Lyrics to think about:
Time, Mystical time Cutting me open, then healing me fine
A string that pulled me Out of all the wrong arms right into that dive bar Something wrapped all of my past mistakes in barbed wire Chains around my demons Wool to brave the seasons One single thread of gold tied me to you Cold was the steel of my axe to grind for the boys who broke my heart Now I send their babies presents <- the idea of Kent moving on and no longer having confrontations with Jack whenever they meet but instead being happy for him too makes me so happy 
9. Betty - Okay once again the actual idea of this song, definitely doesn’t directly apply but hear me out. Kent turning up at Samwell wanting to be heard out by Jack. Maybe it doesn’t happen directly after the event so he’s not ‘only 17′ but he effectively is and he doesn’t know anything really. He didn’t at the time the overdose happened and he never got the chance to deal with it properly because Jack cut him out so he still doesn’t really know anything. All he knows is that he misses Jack and he wants to play with him again and wants them to get back to where they used to be, to where they’re suppose to be. And if he insulting Jack’s team isn’t James (Taylor’s POV) singing about Betty’s ‘stupid friends’ then idk what else to say. Why does this song scream Kent so much to me despite being about a random 17 year old boy who cheated on his girlfriend?

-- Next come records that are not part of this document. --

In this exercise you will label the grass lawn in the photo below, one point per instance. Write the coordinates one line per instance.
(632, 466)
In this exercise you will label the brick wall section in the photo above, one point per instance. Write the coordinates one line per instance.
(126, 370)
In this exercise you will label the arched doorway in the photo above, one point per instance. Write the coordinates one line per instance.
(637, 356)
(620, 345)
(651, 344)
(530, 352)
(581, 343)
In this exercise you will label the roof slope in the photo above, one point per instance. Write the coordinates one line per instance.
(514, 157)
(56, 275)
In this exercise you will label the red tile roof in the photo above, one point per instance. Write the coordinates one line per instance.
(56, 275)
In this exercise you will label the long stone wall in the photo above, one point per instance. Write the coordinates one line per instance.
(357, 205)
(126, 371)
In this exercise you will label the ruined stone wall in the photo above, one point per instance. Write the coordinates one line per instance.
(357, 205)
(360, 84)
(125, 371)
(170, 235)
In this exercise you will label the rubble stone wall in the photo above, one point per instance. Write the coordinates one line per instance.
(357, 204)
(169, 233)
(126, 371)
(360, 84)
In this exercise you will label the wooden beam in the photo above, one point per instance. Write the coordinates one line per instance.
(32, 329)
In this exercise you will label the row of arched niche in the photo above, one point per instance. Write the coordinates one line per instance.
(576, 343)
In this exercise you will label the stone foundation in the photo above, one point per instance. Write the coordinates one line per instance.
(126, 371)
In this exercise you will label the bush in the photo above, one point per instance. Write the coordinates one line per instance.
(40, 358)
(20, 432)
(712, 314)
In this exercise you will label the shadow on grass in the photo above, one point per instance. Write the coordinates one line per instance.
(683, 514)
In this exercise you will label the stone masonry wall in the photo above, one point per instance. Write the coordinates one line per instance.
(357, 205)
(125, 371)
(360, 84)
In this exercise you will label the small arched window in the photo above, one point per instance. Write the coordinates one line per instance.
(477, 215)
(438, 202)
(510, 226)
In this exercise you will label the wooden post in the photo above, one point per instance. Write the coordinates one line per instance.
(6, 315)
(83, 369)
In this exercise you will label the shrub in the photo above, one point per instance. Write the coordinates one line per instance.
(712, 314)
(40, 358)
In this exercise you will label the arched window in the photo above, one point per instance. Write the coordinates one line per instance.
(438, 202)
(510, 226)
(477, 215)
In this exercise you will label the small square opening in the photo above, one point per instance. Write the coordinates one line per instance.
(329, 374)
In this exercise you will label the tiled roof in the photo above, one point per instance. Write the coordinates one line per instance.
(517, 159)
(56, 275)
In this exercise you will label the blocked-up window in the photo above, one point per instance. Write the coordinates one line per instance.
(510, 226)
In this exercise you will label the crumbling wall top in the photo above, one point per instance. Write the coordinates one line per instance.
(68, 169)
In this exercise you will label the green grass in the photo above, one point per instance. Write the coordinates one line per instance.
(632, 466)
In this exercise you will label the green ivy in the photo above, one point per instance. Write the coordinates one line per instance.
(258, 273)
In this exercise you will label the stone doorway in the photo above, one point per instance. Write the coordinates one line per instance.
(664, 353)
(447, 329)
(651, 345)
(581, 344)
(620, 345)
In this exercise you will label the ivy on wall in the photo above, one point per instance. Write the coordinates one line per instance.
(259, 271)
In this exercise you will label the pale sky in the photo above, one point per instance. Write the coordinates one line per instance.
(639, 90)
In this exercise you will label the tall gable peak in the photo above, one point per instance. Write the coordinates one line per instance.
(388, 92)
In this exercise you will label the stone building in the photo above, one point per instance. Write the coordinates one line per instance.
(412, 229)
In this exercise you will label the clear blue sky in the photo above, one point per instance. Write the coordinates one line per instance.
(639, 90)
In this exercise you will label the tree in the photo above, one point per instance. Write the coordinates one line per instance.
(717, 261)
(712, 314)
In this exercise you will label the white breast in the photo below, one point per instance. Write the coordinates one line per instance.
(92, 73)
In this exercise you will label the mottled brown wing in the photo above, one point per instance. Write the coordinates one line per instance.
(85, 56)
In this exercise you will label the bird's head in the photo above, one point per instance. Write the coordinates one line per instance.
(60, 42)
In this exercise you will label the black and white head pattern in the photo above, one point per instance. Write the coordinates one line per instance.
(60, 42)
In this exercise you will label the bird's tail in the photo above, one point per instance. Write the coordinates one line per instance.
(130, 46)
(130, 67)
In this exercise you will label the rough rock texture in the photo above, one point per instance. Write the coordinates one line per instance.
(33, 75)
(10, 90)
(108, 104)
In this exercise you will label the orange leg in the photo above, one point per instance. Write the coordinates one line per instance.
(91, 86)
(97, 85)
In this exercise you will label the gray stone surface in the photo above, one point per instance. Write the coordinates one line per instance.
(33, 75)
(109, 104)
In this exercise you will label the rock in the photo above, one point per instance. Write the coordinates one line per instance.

Lyrics I want to scream about:
Betty, I won't make assumptions about why you switched your homeroom But I think it's 'cause of me  <--so obvs not homeroom but please don’t think about Kent thinking that Jack overdosed and decided not to go to the NHL after her recovered because of him
But if I just showed up at your party Would you have me? Would you want me? Would you tell me to go fuck myself Or lead me to the garden? I'm only seventeen I don't know anything but I know I miss you <--maybe he’s not 17 but he’s basically still just a kid whenever Jack’s involved
Betty, I'm here on your doorstep And I planned it out for weeks now but, it's finally sinking in Betty, right now is the last time I can dream about what happens when you see my face again The only thing I wanna do Is make it up to you So, I showed up at your party Will you have me? Will you love me? Will you kiss me on the porch in front of all your stupid friends? If you kiss me Will it be just like I dreamed it? Will it patch your broken wings?
I definitely have more to say on this but this is already so long so that’s it for now, might continue on some other time?